Le Kenya du 13 au 31 juillet 2008

Nous avons acheté nos billets d’avion chez GO VOYAGE – A/R Paris-Nairobi et un vol intérieur Mombasa-Nairobi – Sur Kenya-Airway (930€ /pers).

Nous avions établit notre itinéraire et choisi les hôtels où nous désirions séjourner, il ne nous restait plus qu’à trouver l’agence qui nous organise tout ça !

Après une multitude de recherches sur les forums nous nous sommes décidés pour une petite agence préconisée seulement par 2 forumistes, et nous ne l’avons pas regretté : « AFRICAN FOREST », beaucoup moins chère que les autres !!! african-forest@hotmail.com ou fderever@yahoo.com Le plus angoissant c’est de virer une grosse somme sur le compte d’une société inconnue dans un pays étranger ! Mais aucun souci !
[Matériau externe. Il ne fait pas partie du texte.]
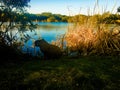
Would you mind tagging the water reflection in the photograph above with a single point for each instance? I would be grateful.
(47, 31)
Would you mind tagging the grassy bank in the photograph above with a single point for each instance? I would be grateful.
(84, 73)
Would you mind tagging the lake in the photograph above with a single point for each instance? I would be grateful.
(46, 30)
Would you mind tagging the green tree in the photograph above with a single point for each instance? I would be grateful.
(11, 17)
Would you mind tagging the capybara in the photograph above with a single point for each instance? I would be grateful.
(49, 51)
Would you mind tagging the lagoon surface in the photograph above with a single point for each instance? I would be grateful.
(46, 30)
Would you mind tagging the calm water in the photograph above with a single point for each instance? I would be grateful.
(47, 31)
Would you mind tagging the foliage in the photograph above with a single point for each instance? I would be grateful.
(85, 73)
(12, 18)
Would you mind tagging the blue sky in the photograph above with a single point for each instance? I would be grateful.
(73, 7)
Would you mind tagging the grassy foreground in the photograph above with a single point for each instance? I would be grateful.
(84, 73)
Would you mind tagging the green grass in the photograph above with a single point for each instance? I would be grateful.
(83, 73)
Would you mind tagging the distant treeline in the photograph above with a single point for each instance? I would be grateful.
(106, 17)
(47, 17)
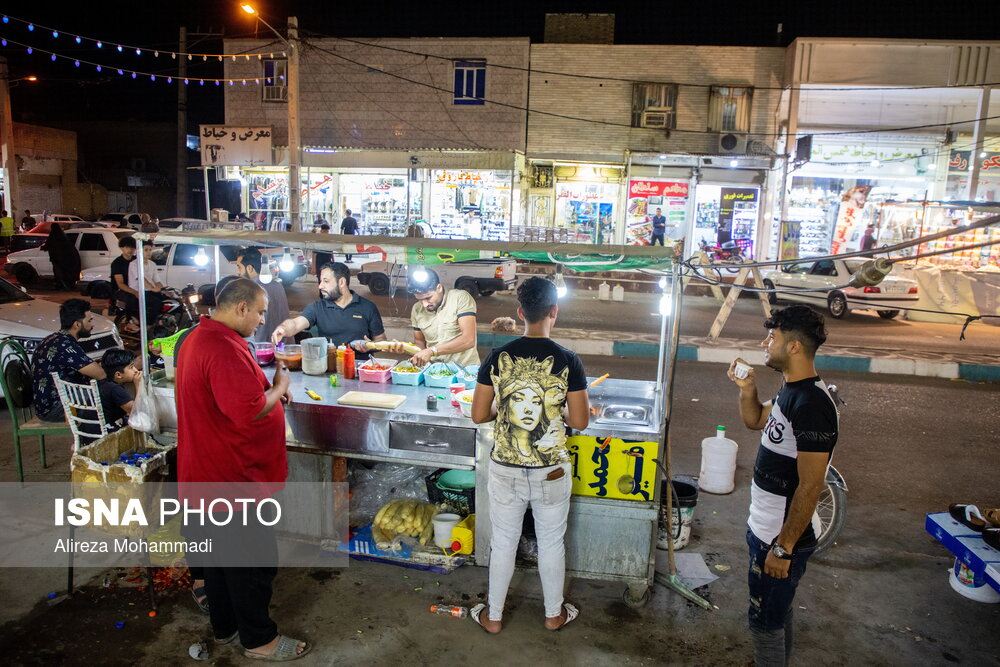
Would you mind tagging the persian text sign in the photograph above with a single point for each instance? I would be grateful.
(235, 146)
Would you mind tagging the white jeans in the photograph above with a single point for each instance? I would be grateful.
(511, 491)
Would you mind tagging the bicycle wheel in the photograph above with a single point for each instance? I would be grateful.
(832, 511)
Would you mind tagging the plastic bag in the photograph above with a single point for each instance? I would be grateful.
(144, 416)
(373, 488)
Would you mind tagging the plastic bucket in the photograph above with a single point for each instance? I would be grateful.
(967, 583)
(443, 525)
(718, 465)
(683, 500)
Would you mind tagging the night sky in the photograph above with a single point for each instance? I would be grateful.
(65, 93)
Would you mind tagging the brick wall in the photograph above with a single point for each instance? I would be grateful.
(357, 105)
(608, 100)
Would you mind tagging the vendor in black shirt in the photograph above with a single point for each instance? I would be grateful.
(340, 315)
(119, 276)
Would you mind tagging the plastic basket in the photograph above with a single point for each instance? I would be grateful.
(376, 376)
(442, 382)
(411, 379)
(462, 501)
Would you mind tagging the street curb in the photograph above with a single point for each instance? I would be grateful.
(857, 363)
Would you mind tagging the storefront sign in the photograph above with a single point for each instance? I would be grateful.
(729, 200)
(657, 189)
(791, 234)
(235, 146)
(603, 469)
(852, 207)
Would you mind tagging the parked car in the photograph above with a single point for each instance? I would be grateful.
(833, 275)
(29, 320)
(478, 277)
(97, 246)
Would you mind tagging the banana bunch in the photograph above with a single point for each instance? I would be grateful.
(404, 517)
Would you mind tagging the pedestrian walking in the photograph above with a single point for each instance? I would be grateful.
(799, 431)
(6, 230)
(231, 429)
(348, 225)
(659, 228)
(539, 388)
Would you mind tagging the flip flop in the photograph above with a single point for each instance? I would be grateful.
(992, 537)
(476, 614)
(571, 613)
(200, 598)
(969, 516)
(283, 652)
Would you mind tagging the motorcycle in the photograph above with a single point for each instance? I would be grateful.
(832, 505)
(726, 253)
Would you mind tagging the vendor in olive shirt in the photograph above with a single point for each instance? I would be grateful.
(444, 321)
(340, 315)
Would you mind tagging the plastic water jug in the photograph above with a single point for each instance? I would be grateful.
(718, 463)
(314, 356)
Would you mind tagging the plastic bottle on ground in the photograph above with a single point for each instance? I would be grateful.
(447, 610)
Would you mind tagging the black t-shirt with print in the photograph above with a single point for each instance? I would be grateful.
(531, 378)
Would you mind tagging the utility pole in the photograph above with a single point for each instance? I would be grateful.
(294, 140)
(10, 183)
(182, 178)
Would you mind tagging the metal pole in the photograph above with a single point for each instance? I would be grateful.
(10, 183)
(294, 140)
(978, 143)
(208, 204)
(182, 176)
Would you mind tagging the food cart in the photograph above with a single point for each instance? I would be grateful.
(613, 522)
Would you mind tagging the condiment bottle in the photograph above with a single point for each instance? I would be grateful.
(349, 363)
(340, 359)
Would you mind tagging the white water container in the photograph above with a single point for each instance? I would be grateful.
(718, 463)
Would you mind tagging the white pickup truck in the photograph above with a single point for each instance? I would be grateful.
(176, 266)
(478, 277)
(97, 246)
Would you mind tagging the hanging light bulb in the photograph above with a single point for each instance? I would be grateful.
(666, 304)
(560, 283)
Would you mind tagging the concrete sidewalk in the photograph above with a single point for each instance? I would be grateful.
(974, 367)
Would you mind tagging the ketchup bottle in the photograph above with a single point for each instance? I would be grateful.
(349, 363)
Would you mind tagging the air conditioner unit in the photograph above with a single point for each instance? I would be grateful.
(732, 143)
(656, 119)
(275, 93)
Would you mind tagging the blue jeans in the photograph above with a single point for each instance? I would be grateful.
(770, 612)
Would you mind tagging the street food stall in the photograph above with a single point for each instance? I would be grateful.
(613, 524)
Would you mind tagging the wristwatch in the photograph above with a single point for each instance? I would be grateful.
(779, 552)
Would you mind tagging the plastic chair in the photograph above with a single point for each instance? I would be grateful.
(82, 404)
(18, 391)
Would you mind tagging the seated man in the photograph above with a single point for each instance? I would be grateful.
(61, 353)
(119, 388)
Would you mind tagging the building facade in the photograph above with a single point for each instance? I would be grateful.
(616, 132)
(395, 130)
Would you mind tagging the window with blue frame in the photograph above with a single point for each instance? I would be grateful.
(470, 81)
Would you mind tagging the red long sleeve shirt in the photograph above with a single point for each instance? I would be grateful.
(219, 390)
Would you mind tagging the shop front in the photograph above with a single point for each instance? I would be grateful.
(447, 194)
(834, 197)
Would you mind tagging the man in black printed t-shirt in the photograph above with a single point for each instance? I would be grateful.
(799, 433)
(532, 389)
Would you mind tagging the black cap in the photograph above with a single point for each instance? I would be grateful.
(420, 280)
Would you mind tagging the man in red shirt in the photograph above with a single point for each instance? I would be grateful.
(231, 428)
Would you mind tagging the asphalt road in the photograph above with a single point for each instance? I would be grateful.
(907, 446)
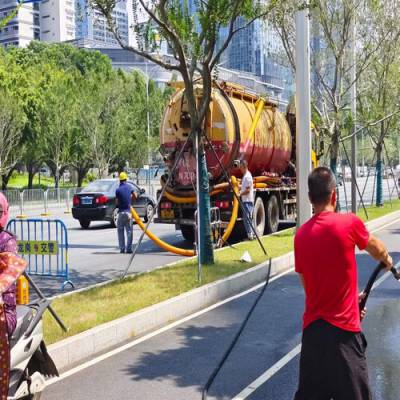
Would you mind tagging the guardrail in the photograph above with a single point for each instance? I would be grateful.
(44, 244)
(39, 201)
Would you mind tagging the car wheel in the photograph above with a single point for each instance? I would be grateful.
(36, 396)
(114, 218)
(149, 212)
(85, 223)
(272, 221)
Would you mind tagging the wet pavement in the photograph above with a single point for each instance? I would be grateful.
(175, 364)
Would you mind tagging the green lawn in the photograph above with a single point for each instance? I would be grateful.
(85, 310)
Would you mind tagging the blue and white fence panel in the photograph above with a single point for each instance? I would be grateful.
(44, 244)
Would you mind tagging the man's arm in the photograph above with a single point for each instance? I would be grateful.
(377, 250)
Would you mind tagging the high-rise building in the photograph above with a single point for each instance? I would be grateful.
(57, 20)
(23, 28)
(257, 49)
(91, 24)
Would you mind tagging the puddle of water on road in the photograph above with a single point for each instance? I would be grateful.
(382, 328)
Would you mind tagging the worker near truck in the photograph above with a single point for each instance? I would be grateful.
(124, 196)
(247, 196)
(332, 361)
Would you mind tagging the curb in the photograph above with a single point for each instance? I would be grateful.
(69, 352)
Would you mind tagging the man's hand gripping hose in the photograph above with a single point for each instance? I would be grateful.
(380, 267)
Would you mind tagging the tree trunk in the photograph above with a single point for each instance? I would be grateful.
(334, 152)
(31, 173)
(379, 180)
(5, 179)
(206, 250)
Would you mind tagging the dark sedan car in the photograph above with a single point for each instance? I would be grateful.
(96, 202)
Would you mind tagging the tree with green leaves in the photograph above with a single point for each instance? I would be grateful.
(380, 86)
(331, 40)
(193, 38)
(57, 121)
(12, 121)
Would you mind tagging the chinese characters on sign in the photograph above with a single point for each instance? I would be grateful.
(41, 247)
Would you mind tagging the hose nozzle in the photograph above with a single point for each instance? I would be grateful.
(395, 273)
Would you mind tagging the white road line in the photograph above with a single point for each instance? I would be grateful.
(270, 372)
(173, 325)
(158, 332)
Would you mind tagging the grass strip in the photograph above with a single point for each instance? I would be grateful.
(88, 309)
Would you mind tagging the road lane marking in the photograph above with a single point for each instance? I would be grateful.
(270, 372)
(158, 332)
(150, 335)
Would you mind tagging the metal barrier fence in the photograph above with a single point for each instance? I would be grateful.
(39, 200)
(44, 244)
(44, 201)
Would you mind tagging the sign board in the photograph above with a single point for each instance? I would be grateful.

J1-J2-J3- Nous sommes arrivés à Nairobi le lundi 14 juillet de très bonne heure le matin, une petite demi-heure de queue pour avoir le visa. Dehors pluie et frisquet. Nos accompagnateurs : Fred mon interlocuteur, Léonard notre chauffeur et Lucas notre guide qui parle un français sans accent sont bien là et notre voiture aussi ……… tout va bien ! Le réconfort avant l’effort, c’est ce que nous avions choisi et nous avons passé 3 nuits au bord du lac Naivasha, Hôtel : Naivasha Sopa Lodge - niché dans un superbe parc avec hipos, girafes, troupeau de kobs et singes; balades dans l’immense parc de l’hôtel, balade en ville avec immersion totale dans une marché local, jolie balade en bateau sur le lac, bref repos total tant attendu après cette dure année de labeur.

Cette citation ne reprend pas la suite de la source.